Whether this is a good or a bad thing is irrelevant - the fact is that Makai Kingdom encourages such behavior, with overpowered enemies, ability to toss people (yes, pick up and toss) in and out of combat to optimize damage, ability to undo moves AFTER having taken part in an attack - all of these were already in Disgaea. Makai Kingdom tweaks the formula a bit by making victories occur by achieving a certain point total per stage - you can leave and go on to the next, or stick around and boost your points in order to net bonuses or open up side-stages (to further boost your points). Tweaking and maxing is king.
What else is new?
The biggest change to a former Disgaea player (but not a Phantom Brave player) is the ability to freely move around the battleground. Instead of using squares for range, placement, and spell effects, you can now move anywhere on the field, in any direction, within a certain movement radius. Likewise, spell and attack effects are defined by a radius of effect. While seemingly more elegant and natural, this proves slightly more difficult to use in practice.
There's a couple of reasons for that. First is the limited rotation and zoom ability - with the detailed, tiny sprites that NIS has been creating combatants are very hard to discern in the small clusters that they end up forming to optimize attacks. Second, those attacks need specific ranges and placements to have the best effect. The end result is that you'll be staring at a cluster of 6 characters in an area meant for two - kind of like trying to make out your friend's backpack in a full-to-capacity Tokyo subway.

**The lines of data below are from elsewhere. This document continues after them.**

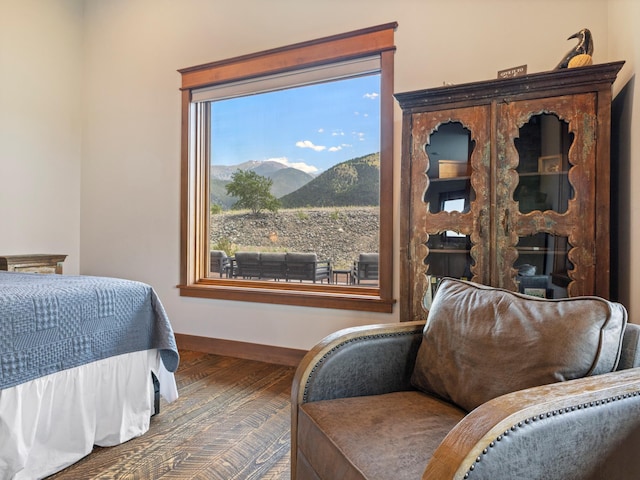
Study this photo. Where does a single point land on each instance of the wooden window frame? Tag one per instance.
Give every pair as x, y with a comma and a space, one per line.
194, 224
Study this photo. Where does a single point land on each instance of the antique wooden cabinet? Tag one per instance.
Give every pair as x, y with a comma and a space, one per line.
507, 183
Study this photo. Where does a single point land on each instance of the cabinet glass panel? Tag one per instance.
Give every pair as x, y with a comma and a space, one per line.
543, 150
449, 194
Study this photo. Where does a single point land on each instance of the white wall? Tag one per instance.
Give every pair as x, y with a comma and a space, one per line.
624, 44
40, 127
131, 116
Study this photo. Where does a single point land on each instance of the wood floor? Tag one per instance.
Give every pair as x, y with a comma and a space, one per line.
232, 421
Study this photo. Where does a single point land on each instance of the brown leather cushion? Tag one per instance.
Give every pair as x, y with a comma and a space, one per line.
390, 436
481, 342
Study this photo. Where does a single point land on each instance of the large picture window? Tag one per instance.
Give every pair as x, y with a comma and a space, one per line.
287, 168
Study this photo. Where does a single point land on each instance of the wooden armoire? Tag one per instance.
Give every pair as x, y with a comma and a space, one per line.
507, 183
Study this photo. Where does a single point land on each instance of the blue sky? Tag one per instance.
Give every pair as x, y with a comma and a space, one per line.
311, 128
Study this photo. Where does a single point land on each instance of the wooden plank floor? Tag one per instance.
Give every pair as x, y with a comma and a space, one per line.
232, 421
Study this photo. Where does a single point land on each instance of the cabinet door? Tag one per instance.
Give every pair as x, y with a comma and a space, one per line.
545, 190
448, 228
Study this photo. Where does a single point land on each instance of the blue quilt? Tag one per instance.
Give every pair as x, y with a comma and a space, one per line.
50, 323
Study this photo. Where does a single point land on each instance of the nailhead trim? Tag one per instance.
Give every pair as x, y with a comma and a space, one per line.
535, 418
346, 342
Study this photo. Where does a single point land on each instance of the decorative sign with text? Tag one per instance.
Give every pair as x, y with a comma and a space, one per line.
513, 72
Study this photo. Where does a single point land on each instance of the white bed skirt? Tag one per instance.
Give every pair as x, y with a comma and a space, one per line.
52, 422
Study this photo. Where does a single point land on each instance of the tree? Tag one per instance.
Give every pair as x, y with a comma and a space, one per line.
253, 191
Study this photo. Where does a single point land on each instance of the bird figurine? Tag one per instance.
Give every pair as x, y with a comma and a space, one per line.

Trying to align a single-target attack on a particular enemy in this case is frustrating at best. Makai Kingdom places small attack icons over the heads of affected characters but it's still tough. Give me archaic squares any day.
I won't even mention how easy it is to jump on an ally's head and not even realize where you are - the 2D characters on a 3D board don't lend themselves to perspective very well.
The one thing Makai Kingdom improves is turn-speed. Instead of watching the enemy go one-by-one through their actions, everyone moves pretty much simultaneously when you're done setting up your attacks - this looks like about 2 minutes of setup + 10 seconds of OMFGWTHBBQ!!11ONEOEN with explosions and special effects, so it's pretty neat.
There are some more additions like buildings, vehicles, and ways to customize extra dungeons - but it all boils down to going in, kicking ass in any inventive way you can think of, and getting out with the max loot and XP. Then tweak your party with the loot you've gotten and levels you've obtained, drool over the assorted stat vomit on the screen resulting from the tweaks, and do it again. This time around you have mechs, gatling guns, hugetastic laser swords, UFOs and throwing people into dimension X to unlock hidden parts of the gameboard. What's not to love(hate)?
I hate to end like this, but if you like More Of The Same in this genre (i.e. you've played Disgaea a bajillion times and need more new stuff), pick this up immediately. It has a new amusing story and enough tweaks to keep you occupied for another 30+ hours minimum. If you got burned out on Disgaea about halfway through, you might want to look at something less gamey and more sane like Final Fantasy Tactics Advance, or just take a completely different route and head over to Growlanser territory.